Troisième facteur global d'évolution de notre rapport à l'esprit : le tournant cognitif de l'économie et de la société modernes. Longtemps, les secteurs primaire (agriculture, matières premières) et secondaire (transformation industrielle) ont été les moteurs de la croissance et les principaux pourvoyeurs d'emplois. Or, ces domaines d'activité reposaient dans une large mesure sur l'emploi de la force physique, que cette énergie provienne des hommes ou des machines. Là encore, le Xxe siècle a été l'occasion d'un tournant majeur dans l'histoire humaine. L'automatisation des tâches a considérablement augmenté la productivité tout en diminuant le fardeau physique de la création de richesse, c'est-à-dire de biens. Conséquence : au cours de la seconde moitié du XXe siècle, le secteur tertiaire (services, emplois de bureau) est devenu le plus actif de l'économie. Or, celui-ci mobilise dans une large mesure la puissance intellectuelle plutôt que la force physique.
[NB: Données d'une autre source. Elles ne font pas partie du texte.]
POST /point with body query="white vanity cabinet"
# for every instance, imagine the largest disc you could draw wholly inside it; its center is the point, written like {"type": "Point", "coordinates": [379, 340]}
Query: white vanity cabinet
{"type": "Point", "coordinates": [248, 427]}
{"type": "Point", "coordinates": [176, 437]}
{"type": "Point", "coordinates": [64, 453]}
Qu'il s'agisse de la prestation de services, de la production industrielle, du management ou du marketing, le travail moderne est devenu une activité à dominante cognitive. L'agilité des neurones y est une valeur ajoutée pour les individus, voire une condition d'accès au marché de l'emploi. Au-delà de sa dotation génétique initiale, chaque individu vise désormais à préserver et augmenter son capital cognitif.

 

 

 
 

Quel est l'avenir du brain boosting ? Assurément radieux. Mais tout le monde n'y aura pas recours, faute d'envie ou de moyens. La caste des " optimisés " s'entendra-t-elle durablement avec celle des " préservés " ? Réponse dans une ou deux générations.

 

 

 

Un enjeu biopolitique

 

 

 

Peut-on laisser les individus modifier à leur guise leur personnalité et leurs capacités ? Y a-t-il un risque accru de contrôle du libre-arbitre par les Etats, les entreprises, les sectes et plus généralement toute forme de pouvoir institué ? La généralisation des brain boosters va-t-elle entraîner la dépénalisation des drogues ? Voici quelques-unes des questions auxquelles devra répondre la biopolitique de l'hypermodernité. Ces sujets ont été récemment abordés par Francis Fukuyama (Le grand bouleversement. La nature humaine et la reconstruction de l'ordre social, Table Ronde) et Catherine Malabout (Que faire de notre cerveau ?, Bayard). Hélas dans une perspective répressive pour le premier, et de manière superficielle pour la seconde.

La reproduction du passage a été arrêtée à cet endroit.